Predictive Software Scheduling as an Early-Warning Hint Layer for Optical Engine Thermal Drift in Heterogeneous SoIC Packaging
Chi Fei Chung

TL;DR
This paper discusses a predictive scheduling approach to mitigate thermal drift in optical engines within advanced heterogeneous SoIC packaging, addressing critical thermal-optical coupling challenges at the 2 nm node.
Contribution
It introduces a novel early-warning hint layer that predicts thermal drift effects, enhancing reliability in co-packaged optical systems.
Findings
Thermal drift significantly impacts optical resonator performance.
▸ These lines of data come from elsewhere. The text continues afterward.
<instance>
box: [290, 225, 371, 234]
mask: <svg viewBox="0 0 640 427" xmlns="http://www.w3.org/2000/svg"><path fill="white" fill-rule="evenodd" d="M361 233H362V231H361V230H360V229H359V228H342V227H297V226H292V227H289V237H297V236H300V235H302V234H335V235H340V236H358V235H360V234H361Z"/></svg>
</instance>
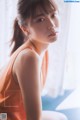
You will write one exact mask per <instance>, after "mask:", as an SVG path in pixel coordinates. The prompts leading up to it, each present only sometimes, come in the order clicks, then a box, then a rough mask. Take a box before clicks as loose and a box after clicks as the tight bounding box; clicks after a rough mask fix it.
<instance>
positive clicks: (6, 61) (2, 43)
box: [0, 0, 17, 68]
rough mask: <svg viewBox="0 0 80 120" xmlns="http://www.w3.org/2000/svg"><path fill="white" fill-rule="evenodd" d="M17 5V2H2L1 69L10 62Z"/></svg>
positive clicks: (1, 11) (16, 0)
mask: <svg viewBox="0 0 80 120" xmlns="http://www.w3.org/2000/svg"><path fill="white" fill-rule="evenodd" d="M16 3H17V0H14V1H13V0H0V68H1V67H2V66H4V64H6V62H7V61H8V60H9V53H10V47H9V44H10V43H9V41H10V39H11V34H12V32H13V31H12V26H13V20H14V18H15V16H16Z"/></svg>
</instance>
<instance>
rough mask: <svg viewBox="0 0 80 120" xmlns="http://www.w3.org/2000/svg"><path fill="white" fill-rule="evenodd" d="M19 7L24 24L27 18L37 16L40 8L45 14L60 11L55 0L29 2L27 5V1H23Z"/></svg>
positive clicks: (31, 17) (19, 4)
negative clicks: (26, 3) (38, 11)
mask: <svg viewBox="0 0 80 120" xmlns="http://www.w3.org/2000/svg"><path fill="white" fill-rule="evenodd" d="M18 5H19V7H18V12H19V13H20V14H19V15H20V18H21V20H22V21H23V22H24V21H25V20H26V19H27V18H30V17H31V18H33V17H34V16H35V15H36V14H37V10H38V8H39V9H40V10H43V11H44V12H45V13H49V11H56V10H58V7H57V5H56V3H55V2H54V0H28V1H27V4H26V0H23V1H22V0H21V1H20V2H19V3H18ZM23 6H24V8H23ZM23 24H24V23H23Z"/></svg>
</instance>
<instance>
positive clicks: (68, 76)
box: [0, 0, 80, 97]
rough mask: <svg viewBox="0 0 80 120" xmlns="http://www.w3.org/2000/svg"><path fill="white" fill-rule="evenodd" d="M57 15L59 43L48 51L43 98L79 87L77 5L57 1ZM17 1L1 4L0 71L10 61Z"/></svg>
mask: <svg viewBox="0 0 80 120" xmlns="http://www.w3.org/2000/svg"><path fill="white" fill-rule="evenodd" d="M57 3H58V6H59V14H60V34H59V38H58V40H57V41H56V42H55V43H53V44H52V45H51V46H50V47H49V56H50V59H49V62H50V65H49V73H48V76H47V82H46V85H45V88H44V90H43V93H42V95H44V94H48V95H49V96H51V97H57V96H58V95H63V94H64V91H65V90H72V89H75V88H78V87H79V86H80V3H66V2H64V1H63V0H57ZM16 4H17V0H0V68H2V67H3V66H4V65H5V64H6V63H7V62H8V61H9V54H10V50H11V48H10V46H9V44H10V39H11V37H12V33H13V29H12V27H13V22H14V19H15V17H16V16H17V11H16Z"/></svg>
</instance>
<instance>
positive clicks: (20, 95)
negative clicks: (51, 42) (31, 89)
mask: <svg viewBox="0 0 80 120" xmlns="http://www.w3.org/2000/svg"><path fill="white" fill-rule="evenodd" d="M27 48H30V46H29V47H27V46H26V44H23V45H22V46H21V47H19V48H18V49H17V50H16V51H15V52H14V53H13V55H12V56H11V58H10V61H9V62H8V64H7V66H6V67H5V68H4V69H3V70H2V71H1V74H0V113H7V117H8V119H7V120H26V117H25V110H24V106H23V101H22V95H21V91H20V87H19V84H17V83H16V81H15V80H14V79H13V76H12V67H13V64H14V62H15V59H16V57H17V55H18V54H19V53H20V52H21V51H22V50H24V49H27ZM30 49H31V48H30ZM47 69H48V52H46V53H45V55H44V58H43V62H42V78H43V79H41V84H42V88H43V87H44V84H45V80H46V74H47Z"/></svg>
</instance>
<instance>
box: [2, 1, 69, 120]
mask: <svg viewBox="0 0 80 120" xmlns="http://www.w3.org/2000/svg"><path fill="white" fill-rule="evenodd" d="M58 28H59V20H58V8H57V5H56V3H55V2H54V1H51V0H19V2H18V15H17V18H16V19H15V23H14V34H13V37H12V43H14V46H13V49H12V52H11V58H10V61H9V63H8V64H7V66H6V67H5V69H4V70H3V71H2V72H1V75H0V113H7V118H8V120H66V119H67V118H66V116H65V115H63V114H61V113H58V112H51V111H42V103H41V91H42V89H43V87H44V84H45V80H46V75H47V69H48V46H49V44H50V43H53V42H54V41H55V40H56V39H57V34H58Z"/></svg>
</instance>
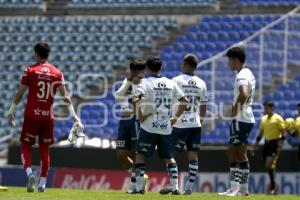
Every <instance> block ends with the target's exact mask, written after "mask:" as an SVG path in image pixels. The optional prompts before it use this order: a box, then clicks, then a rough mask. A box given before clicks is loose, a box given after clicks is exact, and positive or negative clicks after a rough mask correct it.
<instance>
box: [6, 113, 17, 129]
mask: <svg viewBox="0 0 300 200" xmlns="http://www.w3.org/2000/svg"><path fill="white" fill-rule="evenodd" d="M8 122H9V124H10V125H11V126H16V119H15V117H14V115H13V114H12V113H9V114H8Z"/></svg>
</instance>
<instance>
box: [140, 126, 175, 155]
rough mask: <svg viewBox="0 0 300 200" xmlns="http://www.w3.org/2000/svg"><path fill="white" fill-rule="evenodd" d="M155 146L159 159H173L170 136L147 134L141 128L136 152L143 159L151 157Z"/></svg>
mask: <svg viewBox="0 0 300 200" xmlns="http://www.w3.org/2000/svg"><path fill="white" fill-rule="evenodd" d="M156 146H157V149H158V154H159V157H160V158H161V159H171V158H173V154H172V135H171V134H170V135H160V134H156V133H149V132H147V131H145V130H144V129H142V128H141V130H140V133H139V137H138V147H137V152H138V153H139V154H142V155H144V156H145V157H151V156H152V154H153V152H154V150H155V147H156Z"/></svg>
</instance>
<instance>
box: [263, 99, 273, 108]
mask: <svg viewBox="0 0 300 200" xmlns="http://www.w3.org/2000/svg"><path fill="white" fill-rule="evenodd" d="M264 106H268V107H274V102H273V101H271V100H267V101H265V102H264Z"/></svg>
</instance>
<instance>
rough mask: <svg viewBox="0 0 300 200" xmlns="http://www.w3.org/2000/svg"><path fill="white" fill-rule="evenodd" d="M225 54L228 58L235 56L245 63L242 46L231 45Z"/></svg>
mask: <svg viewBox="0 0 300 200" xmlns="http://www.w3.org/2000/svg"><path fill="white" fill-rule="evenodd" d="M226 56H227V57H228V58H237V59H238V60H239V61H240V62H241V63H245V61H246V53H245V50H244V49H243V48H242V47H232V48H230V49H229V50H228V51H227V53H226Z"/></svg>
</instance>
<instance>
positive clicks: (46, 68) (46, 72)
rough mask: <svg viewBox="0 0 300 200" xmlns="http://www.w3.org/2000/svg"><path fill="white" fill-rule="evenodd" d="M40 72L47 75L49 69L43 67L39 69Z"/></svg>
mask: <svg viewBox="0 0 300 200" xmlns="http://www.w3.org/2000/svg"><path fill="white" fill-rule="evenodd" d="M41 72H42V73H43V74H47V73H49V72H50V70H49V68H47V67H43V68H42V69H41Z"/></svg>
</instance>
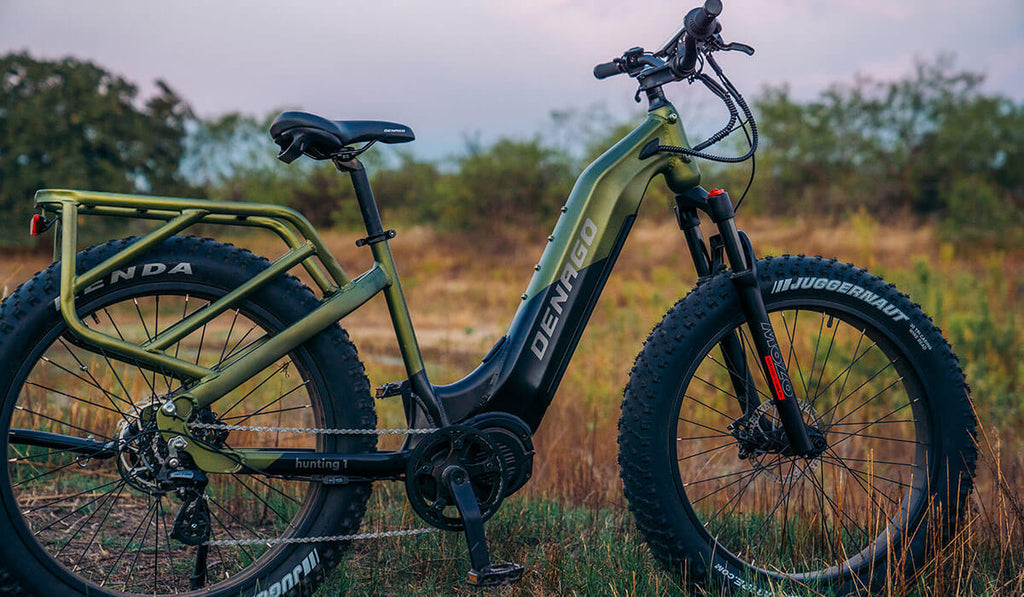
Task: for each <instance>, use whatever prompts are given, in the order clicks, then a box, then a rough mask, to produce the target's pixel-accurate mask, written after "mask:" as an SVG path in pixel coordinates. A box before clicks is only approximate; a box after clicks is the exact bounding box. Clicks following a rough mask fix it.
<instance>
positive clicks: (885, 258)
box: [0, 214, 1024, 595]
Predictive scheduling can reduce bit error rate degradation.
Thermal-optical coupling challenges are critical at 2 nm node.
Abstract
As semiconductor scaling reaches the A16 / 2 nm node, the integration of co-packaged optics (CPO) via TSMC's Co-Packaged Optics Ultra Engine (COUPE) architecture introduces critical thermal-optical coupling challenges. Micro-ring resonators embedded in the Photonic Integrated Circuit (PIC) layer are exquisitely sensitive to temperature: a deviation of merely +-1.7 nm in resonant wavelength causes measurable Bit Error Rate (BER) degradation.